IN-FORM Port Vale have an extra incentive to shut out the Bantams and extend their remarkable sequence of results.

Darrell Clarke’s side are on the hottest run in League Two with seven wins in eight and 22 points from a possible 24.

It has lifted them from fourth-bottom and looking nervously over their shoulders in mid-March to mid-table comfort just a point behind the Bantams.

Clarke is using the final games of the season to judge players coming out of contract – but Vale still have something to play for.

Another clean sheet this weekend would make it six on the bounce in the league for the club for the first time since 1928.

That equates to over eight hours of football since Crawley’s Ashley Nadesan was the last opponent to break through Vale’s brick wall.

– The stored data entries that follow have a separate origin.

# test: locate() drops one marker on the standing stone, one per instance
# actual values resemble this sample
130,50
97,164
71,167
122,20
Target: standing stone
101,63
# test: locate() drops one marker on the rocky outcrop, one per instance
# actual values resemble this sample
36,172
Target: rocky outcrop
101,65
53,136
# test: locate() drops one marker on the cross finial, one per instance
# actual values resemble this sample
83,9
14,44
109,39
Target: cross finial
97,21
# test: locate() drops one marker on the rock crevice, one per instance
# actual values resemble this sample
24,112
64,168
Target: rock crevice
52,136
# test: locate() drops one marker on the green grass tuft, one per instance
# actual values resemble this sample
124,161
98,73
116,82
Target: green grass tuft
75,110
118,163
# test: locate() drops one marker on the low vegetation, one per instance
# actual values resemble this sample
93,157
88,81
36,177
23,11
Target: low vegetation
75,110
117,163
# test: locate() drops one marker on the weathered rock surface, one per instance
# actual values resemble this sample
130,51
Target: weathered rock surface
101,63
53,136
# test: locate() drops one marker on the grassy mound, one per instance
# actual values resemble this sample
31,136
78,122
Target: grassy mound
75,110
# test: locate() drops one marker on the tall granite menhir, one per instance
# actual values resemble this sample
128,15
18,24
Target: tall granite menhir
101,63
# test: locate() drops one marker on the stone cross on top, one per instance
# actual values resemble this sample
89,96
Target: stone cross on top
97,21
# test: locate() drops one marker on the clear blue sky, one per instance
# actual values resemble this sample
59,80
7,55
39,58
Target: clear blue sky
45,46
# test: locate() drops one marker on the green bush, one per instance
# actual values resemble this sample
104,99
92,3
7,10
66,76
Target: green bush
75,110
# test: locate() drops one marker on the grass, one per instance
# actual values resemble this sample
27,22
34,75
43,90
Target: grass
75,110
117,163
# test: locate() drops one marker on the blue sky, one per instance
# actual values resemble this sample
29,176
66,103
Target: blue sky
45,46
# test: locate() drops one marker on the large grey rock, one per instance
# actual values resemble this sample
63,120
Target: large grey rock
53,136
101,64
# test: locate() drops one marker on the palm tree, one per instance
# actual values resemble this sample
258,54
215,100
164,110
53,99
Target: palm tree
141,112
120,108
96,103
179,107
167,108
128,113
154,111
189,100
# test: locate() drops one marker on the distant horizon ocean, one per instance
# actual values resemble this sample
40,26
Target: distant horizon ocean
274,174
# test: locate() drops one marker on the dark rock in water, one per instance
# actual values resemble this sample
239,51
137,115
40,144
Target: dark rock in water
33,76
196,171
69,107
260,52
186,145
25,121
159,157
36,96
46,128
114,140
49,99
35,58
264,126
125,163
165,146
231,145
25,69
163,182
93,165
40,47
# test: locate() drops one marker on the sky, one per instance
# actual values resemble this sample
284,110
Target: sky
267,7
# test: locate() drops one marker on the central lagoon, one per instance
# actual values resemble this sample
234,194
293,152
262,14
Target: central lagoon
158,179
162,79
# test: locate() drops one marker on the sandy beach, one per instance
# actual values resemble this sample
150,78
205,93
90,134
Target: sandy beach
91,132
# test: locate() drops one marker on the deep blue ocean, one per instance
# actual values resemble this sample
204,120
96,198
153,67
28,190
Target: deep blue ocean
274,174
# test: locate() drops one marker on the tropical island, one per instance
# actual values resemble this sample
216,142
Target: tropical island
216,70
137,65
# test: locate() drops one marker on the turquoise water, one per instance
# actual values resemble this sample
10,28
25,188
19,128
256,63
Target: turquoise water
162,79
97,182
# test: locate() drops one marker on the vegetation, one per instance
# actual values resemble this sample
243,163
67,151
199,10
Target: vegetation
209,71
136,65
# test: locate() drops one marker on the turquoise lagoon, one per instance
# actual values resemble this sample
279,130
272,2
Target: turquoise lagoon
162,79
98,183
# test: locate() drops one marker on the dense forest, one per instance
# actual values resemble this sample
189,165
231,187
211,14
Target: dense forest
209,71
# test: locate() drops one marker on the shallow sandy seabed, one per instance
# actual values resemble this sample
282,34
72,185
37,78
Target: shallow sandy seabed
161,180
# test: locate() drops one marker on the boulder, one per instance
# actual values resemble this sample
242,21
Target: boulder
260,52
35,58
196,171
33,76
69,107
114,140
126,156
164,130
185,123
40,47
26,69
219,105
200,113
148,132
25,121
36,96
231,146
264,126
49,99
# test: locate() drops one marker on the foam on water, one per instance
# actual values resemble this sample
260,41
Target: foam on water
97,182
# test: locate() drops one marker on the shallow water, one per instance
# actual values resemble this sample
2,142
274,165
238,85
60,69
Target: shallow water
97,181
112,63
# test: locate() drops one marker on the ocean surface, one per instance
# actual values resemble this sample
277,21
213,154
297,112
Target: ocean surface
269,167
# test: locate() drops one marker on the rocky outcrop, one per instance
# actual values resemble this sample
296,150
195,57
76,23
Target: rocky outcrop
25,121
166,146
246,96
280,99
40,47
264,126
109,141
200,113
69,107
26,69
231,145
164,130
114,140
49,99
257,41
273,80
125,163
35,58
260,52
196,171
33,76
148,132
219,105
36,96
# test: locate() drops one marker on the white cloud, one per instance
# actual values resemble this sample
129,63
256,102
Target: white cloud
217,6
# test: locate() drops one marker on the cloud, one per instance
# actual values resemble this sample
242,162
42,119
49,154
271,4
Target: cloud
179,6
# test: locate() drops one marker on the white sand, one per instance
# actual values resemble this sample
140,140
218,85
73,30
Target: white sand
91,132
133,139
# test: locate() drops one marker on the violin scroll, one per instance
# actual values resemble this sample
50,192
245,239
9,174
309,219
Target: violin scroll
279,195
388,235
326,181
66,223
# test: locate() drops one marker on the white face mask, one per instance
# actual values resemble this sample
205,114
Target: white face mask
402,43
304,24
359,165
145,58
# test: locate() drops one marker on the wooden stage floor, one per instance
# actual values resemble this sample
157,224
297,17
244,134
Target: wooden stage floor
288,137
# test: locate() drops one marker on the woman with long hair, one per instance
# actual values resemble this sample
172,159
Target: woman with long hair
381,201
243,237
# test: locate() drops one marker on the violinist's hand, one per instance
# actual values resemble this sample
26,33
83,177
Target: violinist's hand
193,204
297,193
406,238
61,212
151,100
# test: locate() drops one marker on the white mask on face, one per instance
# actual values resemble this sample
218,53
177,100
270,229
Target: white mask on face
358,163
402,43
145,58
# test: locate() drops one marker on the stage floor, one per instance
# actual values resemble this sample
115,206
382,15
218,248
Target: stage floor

Clarke said: “I am not being funny, it is just being ugly, scruffy, doing what we need to do to win football matches.

“If it makes for a bit of spice, an extra bit of motivation, then too right. They should be proud of themselves.

“They have had a lot of stick for the middle third of the season and they have responded with me absolutely outstandingly."

Clarke left Walsall for Port Vale in February after David Flitcroft, who had been linked with the City job, was appointed director of football.

Having made Vale harder to beat, the former Bristol Rovers chief already has one eye on recruitment for next season.

Among those with deals up in the summer is Kurtis Guthrie, who joined Vale in January after a dismal spell with City. Gary Bowyer’s final signing at Valley Parade did not score a goal in 13 appearances.

“The gaffer who signed me at Bradford was sacked the day after and I didn’t really mesh with the new manager,” the striker told the Jersey Evening Post. “The way he (Stuart McCall) went about things just wasn’t for me.

“I decided to stay in the summer to try to make it work but sometimes the club doesn’t fit.”